It might sound a little surprising, but in investment real estate, residential lots are hot, especially in markets that saw the highest peaks and the worst busts during the past three years.

On Florida's west coast, Gary Tasman of Cushman & Wakefield affiliate Commercial Property Southwest of Florida, says bulk purchases of developed building lots are “really brisk right now” with prices in some local areas nearly doubling from their low point.

The reason: Home builders are now looking ahead to 2010 and 2011. They see the rebound already taking shape. And they need well-located lots ready to go for the future construction they're planning.

The best deals are bank-owned lots taken back in foreclosures from earlier, unsuccessful developers. They often come with bare-bones pricing, but Tasman warns that rising demand - from builders and investors - is putting pressure on those prices.

For example, in Cape Coral, some lots that once were selling at $5,000 to $6,000 now command $9.000 to $10,000 or more, Tasman told Realty Times in an interview last week.

In other boom-to-bust-to-rebound markets - Arizona and California for instance - similar land rushes are getting underway again.

Gregory Vogel, CEO of the Land Advisor Organization, based in Scottsdale, Arizona, says demand for bulk-sale, deep-discount residential lots is now, in his words, “nothing less than stunning.”

Publicly-traded builders are scooping up developed lots by the hundreds in REO transactions, he told Realty Times, and are then “land banking” them for their own building - or for resale to other builders or investors - in the coming several years.

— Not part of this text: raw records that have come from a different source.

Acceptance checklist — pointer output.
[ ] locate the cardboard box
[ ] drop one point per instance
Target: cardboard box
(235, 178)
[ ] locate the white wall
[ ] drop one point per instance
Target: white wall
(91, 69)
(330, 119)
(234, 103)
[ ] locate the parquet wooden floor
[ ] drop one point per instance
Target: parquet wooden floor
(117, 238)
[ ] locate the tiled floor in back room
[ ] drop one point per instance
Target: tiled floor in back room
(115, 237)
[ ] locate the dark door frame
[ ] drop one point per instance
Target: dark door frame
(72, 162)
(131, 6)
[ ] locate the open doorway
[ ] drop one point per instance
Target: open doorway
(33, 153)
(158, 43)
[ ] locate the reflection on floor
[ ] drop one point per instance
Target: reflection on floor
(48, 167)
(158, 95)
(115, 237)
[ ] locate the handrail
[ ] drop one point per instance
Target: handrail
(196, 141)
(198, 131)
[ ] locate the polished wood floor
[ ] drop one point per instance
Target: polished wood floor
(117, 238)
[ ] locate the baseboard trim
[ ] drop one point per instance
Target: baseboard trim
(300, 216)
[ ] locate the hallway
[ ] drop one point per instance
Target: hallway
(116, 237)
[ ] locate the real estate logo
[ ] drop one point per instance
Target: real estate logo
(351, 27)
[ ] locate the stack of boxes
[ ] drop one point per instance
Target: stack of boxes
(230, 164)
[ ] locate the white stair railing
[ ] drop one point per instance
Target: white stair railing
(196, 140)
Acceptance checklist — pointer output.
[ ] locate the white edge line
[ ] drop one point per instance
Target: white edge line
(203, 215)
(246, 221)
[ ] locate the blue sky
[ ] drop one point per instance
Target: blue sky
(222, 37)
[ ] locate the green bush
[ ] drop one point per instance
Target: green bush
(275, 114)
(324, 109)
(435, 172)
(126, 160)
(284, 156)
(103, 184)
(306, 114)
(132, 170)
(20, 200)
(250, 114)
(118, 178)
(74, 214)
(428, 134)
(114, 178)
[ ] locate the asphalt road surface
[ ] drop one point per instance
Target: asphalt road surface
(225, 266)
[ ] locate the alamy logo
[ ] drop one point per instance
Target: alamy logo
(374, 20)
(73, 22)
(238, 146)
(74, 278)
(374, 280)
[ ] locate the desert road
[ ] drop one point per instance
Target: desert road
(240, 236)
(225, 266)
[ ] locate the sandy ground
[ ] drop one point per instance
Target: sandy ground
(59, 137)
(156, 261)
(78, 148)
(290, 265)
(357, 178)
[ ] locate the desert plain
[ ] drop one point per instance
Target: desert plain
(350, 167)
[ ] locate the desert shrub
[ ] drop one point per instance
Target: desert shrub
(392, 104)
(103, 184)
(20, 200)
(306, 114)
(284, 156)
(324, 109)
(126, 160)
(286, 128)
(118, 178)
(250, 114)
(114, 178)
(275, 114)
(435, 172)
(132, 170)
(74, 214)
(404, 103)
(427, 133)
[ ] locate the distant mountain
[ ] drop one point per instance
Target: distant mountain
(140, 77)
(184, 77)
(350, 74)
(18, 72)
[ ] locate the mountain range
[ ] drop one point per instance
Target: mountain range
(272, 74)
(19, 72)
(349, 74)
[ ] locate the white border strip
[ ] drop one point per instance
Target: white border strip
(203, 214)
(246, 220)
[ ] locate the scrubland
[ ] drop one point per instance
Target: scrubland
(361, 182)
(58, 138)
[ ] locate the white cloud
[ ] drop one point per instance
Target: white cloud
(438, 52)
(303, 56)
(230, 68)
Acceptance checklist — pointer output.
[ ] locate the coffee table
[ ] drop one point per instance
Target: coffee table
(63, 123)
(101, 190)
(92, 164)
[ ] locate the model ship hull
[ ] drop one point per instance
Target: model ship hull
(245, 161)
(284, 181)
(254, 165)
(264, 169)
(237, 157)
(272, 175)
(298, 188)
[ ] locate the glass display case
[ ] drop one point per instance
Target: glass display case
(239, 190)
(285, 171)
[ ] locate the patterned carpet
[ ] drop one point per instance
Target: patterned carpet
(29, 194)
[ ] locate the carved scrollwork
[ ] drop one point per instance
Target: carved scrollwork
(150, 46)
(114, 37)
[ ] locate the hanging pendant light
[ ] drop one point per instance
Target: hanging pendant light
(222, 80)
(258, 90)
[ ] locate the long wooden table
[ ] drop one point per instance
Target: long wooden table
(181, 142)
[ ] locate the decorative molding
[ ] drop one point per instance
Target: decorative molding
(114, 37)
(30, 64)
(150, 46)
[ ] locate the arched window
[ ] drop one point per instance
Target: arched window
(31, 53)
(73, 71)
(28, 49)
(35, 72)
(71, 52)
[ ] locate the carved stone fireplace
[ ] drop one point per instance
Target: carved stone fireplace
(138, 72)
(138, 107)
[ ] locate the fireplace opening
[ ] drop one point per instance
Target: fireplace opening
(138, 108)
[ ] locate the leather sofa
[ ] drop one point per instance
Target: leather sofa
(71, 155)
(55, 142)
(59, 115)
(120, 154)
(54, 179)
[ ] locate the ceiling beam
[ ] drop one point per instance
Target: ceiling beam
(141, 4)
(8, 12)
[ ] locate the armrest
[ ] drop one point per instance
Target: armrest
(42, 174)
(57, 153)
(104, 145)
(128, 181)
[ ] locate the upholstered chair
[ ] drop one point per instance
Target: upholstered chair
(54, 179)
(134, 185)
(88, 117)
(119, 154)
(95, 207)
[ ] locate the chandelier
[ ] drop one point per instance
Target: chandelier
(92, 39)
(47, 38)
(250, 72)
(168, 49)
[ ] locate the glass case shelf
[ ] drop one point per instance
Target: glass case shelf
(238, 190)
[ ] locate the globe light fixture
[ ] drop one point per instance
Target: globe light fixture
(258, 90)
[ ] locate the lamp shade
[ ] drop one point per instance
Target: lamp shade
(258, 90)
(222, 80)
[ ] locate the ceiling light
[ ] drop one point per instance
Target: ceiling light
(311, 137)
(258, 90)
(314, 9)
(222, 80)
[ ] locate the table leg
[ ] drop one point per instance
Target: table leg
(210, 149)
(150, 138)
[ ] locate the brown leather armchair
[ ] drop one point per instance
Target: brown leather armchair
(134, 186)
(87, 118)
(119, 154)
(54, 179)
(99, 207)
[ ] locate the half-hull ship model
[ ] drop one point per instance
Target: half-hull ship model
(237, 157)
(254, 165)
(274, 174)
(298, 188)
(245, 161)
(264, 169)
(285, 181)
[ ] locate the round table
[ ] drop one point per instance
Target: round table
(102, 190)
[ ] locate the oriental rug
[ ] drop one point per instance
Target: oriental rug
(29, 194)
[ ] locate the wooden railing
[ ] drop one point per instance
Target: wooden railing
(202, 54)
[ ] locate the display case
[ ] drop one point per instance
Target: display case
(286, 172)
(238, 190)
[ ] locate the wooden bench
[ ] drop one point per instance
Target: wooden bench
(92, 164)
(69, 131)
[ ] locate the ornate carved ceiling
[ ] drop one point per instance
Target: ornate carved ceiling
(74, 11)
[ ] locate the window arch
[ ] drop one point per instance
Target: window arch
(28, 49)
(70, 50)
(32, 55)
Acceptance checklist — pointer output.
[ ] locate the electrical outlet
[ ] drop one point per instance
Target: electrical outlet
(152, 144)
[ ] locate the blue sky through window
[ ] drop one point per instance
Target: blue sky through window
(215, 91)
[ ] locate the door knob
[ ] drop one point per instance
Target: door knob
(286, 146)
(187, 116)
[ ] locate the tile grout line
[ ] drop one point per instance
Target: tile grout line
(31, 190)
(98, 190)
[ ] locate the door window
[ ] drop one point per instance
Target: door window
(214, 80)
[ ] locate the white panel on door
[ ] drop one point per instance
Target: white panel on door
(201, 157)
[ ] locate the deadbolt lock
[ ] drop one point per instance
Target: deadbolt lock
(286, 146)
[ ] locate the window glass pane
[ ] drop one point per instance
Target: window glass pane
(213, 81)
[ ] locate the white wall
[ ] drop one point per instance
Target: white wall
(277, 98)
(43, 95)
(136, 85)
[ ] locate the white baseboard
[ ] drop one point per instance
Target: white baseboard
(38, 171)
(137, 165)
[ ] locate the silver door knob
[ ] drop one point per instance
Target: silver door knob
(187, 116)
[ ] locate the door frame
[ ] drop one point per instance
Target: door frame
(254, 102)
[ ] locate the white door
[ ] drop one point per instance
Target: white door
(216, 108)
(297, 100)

In one recent sale, Communities Southwest bought 891 foreclosed single family lots from Bank of America for $8.3 million. A major land banker in its own right for the past two years, Communities Southwest now is marketing about 2,000 lots - primarily targeted at builders gearing up for better days ahead.

But there's an important factor to keep in mind if you're looking to invest in residential lots in the coming months: There is virtually no financing available for developed lots. So-called “A-D & C” loans - that's acquisition, development and construction - are few and far between from banks or other conventional lenders.

So buying lots at deep discounts - attractive as it may be -- is an all-cash investment activity. You go in with your own bucks. Or you partner with equity investors who know good timing when they see it.